Related papers: Bayesian vs. PAC-Bayesian Deep Neural Network Ensembles

Bayesian vs. PAC-Bayesian Deep Neural Network Ensembles

URL: http://arxiv.org/abs/2406.05469v1
Date: Sat, 8 Jun 2024 13:19:18 GMT
Title: Bayesian vs. PAC-Bayesian Deep Neural Network Ensembles
Authors: Nick Hauptvogel, Christian Igel,
Abstract summary: We argue that neither the sampling nor the weighting in a Bayes ensemble are particularly well-suited for increasing generalization performance. We show that state-of-the-art Bayes ensembles from the literature, despite being computationally demanding, do not improve over simple uniformly weighted deep ensembles.
Score: 7.883369697332076
License: http://arxiv.org/licenses/nonexclusive-distrib/1.0/
Abstract: Bayesian neural networks address epistemic uncertainty by learning a posterior distribution over model parameters. Sampling and weighting networks according to this posterior yields an ensemble model referred to as Bayes ensemble. Ensembles of neural networks (deep ensembles) can profit from the cancellation of errors effect: Errors by ensemble members may average out and the deep ensemble achieves better predictive performance than each individual network.
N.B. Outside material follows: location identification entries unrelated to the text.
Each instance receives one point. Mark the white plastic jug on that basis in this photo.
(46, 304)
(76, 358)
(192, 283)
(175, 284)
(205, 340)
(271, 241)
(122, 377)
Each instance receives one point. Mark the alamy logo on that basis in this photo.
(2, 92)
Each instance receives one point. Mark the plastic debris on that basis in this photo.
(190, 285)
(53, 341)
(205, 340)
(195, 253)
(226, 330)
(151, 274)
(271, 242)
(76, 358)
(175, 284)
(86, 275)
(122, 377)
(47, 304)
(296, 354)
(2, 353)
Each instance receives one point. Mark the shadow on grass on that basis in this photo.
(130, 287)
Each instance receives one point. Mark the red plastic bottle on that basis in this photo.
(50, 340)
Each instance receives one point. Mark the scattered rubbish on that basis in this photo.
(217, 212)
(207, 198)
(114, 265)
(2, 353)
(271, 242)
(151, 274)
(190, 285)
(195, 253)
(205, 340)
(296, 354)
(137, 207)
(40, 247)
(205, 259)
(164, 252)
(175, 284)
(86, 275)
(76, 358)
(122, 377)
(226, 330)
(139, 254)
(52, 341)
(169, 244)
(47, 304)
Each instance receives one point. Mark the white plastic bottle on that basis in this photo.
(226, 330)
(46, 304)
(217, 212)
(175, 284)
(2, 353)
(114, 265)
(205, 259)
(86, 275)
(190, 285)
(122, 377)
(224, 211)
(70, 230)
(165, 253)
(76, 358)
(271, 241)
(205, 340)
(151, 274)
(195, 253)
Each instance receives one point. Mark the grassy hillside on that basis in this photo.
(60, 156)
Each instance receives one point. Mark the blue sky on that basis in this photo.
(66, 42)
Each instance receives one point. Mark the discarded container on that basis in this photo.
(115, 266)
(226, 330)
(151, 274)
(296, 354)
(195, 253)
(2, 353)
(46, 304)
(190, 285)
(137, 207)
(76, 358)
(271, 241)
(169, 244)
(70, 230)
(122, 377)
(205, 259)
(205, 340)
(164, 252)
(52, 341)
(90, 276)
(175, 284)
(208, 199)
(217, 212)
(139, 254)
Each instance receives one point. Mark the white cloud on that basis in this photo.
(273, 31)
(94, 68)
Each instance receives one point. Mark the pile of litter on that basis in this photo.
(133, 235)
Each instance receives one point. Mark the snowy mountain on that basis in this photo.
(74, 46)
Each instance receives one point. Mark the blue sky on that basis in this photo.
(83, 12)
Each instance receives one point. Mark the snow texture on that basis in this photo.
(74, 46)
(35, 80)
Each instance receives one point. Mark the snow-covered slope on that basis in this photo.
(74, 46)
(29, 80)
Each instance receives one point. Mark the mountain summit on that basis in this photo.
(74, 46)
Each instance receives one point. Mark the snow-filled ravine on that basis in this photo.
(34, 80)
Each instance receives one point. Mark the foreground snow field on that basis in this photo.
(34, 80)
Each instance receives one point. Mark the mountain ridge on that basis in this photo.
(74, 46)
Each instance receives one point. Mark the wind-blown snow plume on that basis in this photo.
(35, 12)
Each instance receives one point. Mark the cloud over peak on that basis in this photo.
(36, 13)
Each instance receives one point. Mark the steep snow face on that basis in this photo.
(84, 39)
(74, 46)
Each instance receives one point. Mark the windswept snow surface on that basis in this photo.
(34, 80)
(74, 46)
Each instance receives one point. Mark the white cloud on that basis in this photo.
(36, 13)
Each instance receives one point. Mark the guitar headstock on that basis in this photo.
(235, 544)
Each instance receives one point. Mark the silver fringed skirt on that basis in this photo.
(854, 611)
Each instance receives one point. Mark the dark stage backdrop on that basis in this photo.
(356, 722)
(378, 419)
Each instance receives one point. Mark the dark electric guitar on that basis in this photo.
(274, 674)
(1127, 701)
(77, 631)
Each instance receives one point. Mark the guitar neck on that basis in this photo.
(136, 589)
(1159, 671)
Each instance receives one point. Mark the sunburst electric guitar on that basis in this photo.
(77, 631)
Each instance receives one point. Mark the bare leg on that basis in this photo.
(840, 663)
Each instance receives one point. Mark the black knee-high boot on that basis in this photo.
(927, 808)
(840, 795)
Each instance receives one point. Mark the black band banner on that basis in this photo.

We argue that neither the sampling nor the weighting in a Bayes ensemble are particularly well-suited for increasing generalization performance, as they do not support the cancellation of errors effect, which is evident in the limit from the Bernstein-von~Mises theorem for misspecified models. In contrast, a weighted average of models where the weights are optimized by minimizing a PAC-Bayesian generalization bound can improve generalization performance. This requires that the optimization takes correlations between models into account, which can be achieved by minimizing the tandem loss at the cost that hold-out data for estimating error correlations need to be available. The PAC-Bayesian weighting increases the robustness against correlated models and models with lower performance in an ensemble. This allows us to safely add several models from the same learning process to an ensemble, instead of using early-stopping for selecting a single weight configuration. Our study presents empirical results supporting these conceptual considerations on four different classification datasets. We show that state-of-the-art Bayes ensembles from the literature, despite being computationally demanding, do not improve over simple uniformly weighted deep ensembles and cannot match the performance of deep ensembles weighted by optimizing the tandem loss, which additionally come with non-vacuous generalization guarantees.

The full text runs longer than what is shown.